Authentication and Authorization
OCLC achieves authentication and authorization using several components in concert, these include: User Authentication and developer keys (WSKey).
Our User Authentication System lets you identify the current user via SAML even when their institution does not directly support SAML. The result of integrating with and invoking the User Authentication System is primarily the acquisition of a user identifier (pair) that is understood by both client and OCLC systems.
We use our WSKey System to authenticate institutions and partner organizations, not individuals. Once WSKey has established a ‘secure pipe’ between strongly authenticated institutional identities, that pipe is used to pass the User information established by the Authentication.
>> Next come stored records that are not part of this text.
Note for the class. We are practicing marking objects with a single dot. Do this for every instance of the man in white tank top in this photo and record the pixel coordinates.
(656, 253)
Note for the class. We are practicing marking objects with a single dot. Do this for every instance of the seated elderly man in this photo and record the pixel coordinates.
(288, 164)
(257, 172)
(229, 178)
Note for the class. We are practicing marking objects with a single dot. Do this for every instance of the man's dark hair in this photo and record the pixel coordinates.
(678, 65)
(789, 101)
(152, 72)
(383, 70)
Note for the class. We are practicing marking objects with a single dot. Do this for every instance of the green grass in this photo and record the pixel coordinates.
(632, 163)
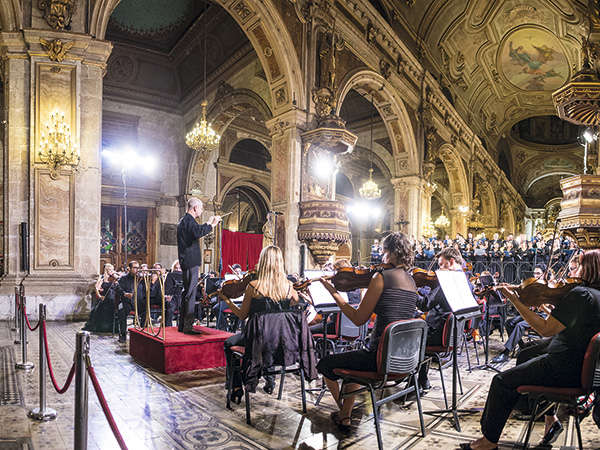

When User information is passed down a ‘pipe’ secured by WSKey it is done so in the form of ‘principalID’ and ‘principalIDNS’ in the Authorization Headers of the requests.
WSKey: Application Authentication and Authorization
Application Level Authentication and Authorization is performed by WSKeys. WSkeys can be used in three different ways to Authenticate.
- WSKey Lite: a WSkey is passed to the web service for authentication purposes
- HMAC Signature: a WSkey and secret are used to build an HMAC signed Authorization header which is passed to the web service for authentication purposes
- Access Tokens: a client requests an access token from our OAuth 2.0 Authorization Server that can be used on the Authorization header of requests made to a web service
WSKeys belong to a specific institution and typically limit access by
- institution data
- service
User Level Authentication and Authorization
In addition to application level authentication and authorization, some OCLC web services perform verification at the user level. This means clients must pass valid user identity information to the web service. Details of the ways in which is done is outlined in our User Level Authentication and Authorization page.
A user will have associated roles and permissions in the OCLC identity management (IDM) system. These roles and permissions will be used to make authorization decisions that determine the success for a client’s request to access or modify data via the web service being called.